The greatest strength of this book is Smith's portrayal of these issues as being not merely about metaphysics or religion or morals, but about fundamental political questions. In some ideal sense, science would be apolitical and dispassionate, but throughout the book Smith addresses the myriad ways in which science is always political. Scientists have their own material interests. They are advocates of specific policies. They form factions and engage in internecine quarrels. They wield tremendous powers which may be used for good or evil. They make claims regarding the truth of things. They affect the ways in which people live their lives and the opinions that they hold. But specialists in the natural sciences are rarely experts in the science of politics. They do not know what is best for society. While scientific inquiry should be for the most part free, scientists are not and should not be allowed to become judges in their own casethis is the root of tyranny.

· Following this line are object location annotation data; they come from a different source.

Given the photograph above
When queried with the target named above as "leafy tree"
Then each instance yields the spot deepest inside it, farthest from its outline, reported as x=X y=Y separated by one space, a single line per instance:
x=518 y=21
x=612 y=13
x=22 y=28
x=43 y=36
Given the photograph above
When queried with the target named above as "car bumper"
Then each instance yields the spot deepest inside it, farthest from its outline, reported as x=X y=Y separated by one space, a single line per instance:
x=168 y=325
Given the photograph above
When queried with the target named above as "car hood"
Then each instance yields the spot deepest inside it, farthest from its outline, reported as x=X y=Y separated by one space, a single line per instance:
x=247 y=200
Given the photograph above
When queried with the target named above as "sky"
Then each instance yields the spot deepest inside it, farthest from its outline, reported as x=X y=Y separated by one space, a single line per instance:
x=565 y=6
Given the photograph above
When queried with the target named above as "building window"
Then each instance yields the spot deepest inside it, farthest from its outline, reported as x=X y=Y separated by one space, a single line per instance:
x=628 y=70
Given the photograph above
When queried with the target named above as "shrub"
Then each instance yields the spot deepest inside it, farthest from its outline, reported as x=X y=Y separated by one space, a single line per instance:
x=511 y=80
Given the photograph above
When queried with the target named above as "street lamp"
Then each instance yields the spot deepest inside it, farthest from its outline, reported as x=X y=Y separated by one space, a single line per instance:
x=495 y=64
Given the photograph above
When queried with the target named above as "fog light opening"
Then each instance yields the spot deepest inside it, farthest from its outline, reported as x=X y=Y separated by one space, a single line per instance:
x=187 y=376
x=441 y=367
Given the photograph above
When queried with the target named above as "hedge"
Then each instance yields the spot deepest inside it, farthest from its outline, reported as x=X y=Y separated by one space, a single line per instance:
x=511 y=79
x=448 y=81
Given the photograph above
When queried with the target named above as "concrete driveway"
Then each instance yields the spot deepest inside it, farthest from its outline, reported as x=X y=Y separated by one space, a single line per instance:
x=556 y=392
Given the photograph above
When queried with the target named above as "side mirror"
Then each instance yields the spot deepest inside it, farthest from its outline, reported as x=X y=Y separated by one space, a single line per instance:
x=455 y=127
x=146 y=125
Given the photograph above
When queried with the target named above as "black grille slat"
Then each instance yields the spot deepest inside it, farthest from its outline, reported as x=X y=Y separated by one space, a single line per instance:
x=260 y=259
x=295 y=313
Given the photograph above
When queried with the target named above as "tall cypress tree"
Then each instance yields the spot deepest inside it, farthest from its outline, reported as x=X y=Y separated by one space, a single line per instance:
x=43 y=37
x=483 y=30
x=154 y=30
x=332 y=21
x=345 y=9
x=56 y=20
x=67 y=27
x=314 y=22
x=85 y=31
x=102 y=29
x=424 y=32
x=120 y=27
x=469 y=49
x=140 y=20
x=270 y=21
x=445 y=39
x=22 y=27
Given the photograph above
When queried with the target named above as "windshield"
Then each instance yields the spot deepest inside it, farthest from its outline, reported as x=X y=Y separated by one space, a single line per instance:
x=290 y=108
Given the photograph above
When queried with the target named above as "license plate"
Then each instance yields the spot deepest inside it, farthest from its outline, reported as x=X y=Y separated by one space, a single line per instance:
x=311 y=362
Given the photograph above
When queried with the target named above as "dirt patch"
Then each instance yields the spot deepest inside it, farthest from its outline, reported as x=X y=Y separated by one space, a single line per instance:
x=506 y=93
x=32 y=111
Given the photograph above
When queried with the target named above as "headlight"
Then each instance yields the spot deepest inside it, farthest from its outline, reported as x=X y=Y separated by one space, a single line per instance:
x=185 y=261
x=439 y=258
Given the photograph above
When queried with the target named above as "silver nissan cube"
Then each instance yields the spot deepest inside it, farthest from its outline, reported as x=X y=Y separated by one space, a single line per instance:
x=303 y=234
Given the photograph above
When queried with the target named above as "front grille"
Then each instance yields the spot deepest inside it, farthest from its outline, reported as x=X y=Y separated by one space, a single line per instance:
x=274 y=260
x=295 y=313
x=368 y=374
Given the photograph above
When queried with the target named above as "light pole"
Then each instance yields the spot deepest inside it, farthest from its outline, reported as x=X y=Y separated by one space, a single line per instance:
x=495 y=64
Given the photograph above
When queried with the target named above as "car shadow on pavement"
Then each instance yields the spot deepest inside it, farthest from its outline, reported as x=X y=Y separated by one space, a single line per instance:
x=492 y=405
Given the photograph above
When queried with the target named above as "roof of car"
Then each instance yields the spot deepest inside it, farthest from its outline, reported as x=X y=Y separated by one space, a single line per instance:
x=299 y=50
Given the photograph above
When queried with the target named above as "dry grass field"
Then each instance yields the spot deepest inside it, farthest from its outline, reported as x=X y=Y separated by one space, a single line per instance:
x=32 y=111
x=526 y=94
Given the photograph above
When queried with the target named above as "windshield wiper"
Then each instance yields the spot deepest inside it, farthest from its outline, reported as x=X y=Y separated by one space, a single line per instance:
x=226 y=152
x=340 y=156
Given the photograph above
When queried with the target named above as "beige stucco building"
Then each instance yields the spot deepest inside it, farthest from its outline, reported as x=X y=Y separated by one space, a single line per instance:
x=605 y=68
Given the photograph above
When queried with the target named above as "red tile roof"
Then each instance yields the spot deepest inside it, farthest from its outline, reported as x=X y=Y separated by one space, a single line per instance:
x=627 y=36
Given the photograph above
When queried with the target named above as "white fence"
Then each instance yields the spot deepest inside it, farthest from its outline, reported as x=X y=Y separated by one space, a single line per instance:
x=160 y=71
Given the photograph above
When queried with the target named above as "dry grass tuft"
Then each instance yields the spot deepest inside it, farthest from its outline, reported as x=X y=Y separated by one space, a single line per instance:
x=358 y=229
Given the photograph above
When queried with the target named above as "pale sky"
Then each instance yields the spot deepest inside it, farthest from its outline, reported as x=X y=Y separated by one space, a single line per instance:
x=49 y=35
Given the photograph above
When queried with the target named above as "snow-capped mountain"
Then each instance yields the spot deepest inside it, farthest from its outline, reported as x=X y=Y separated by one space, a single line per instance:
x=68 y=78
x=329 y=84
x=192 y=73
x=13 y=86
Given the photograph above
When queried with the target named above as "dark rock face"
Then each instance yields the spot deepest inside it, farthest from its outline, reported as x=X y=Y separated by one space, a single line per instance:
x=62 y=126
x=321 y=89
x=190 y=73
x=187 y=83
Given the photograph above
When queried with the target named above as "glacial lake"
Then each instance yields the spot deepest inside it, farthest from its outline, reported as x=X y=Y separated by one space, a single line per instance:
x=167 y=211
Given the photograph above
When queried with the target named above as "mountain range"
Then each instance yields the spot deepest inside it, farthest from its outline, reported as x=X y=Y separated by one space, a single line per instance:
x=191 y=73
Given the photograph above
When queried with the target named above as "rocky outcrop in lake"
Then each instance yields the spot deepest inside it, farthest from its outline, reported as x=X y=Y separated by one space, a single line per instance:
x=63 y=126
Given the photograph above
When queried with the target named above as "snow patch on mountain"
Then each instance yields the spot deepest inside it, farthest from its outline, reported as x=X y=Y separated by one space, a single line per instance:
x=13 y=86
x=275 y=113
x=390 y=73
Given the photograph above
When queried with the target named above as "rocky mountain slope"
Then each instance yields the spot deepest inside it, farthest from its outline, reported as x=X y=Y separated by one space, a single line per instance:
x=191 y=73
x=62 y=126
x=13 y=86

The quarrel between scientists and those who would limit their activities is a contest over who should rule, a dispute regarding the meaning and limits of freedom and over the prioritization of the fundamental goods that a free people must attempt to balance. These technologies bring into question the meaning of equality and the conditions necessary for preserving it. They raise the issue of who has a right to claim membership in a political community and on what terms. These will become constitutional questions. There is good reason to suspect that statutes will not suffice to safeguard the human community against challenges to a conception of the natural order which the founders did not feel a need to define explicitly. But devising an amendment that would protect humanity against all posthuman designs will be quite a task.
While Smith reveals the lure of fame, fortune, and pretensions to godhood, he acknowledges that many researchers remain genuinely moved by beneficence to some degree. Smith is also optimistic that the partisans of liberal democracy will defend both human nature and the regime that best accommodates it if they are made better aware of what is being attempted, and what is at stake.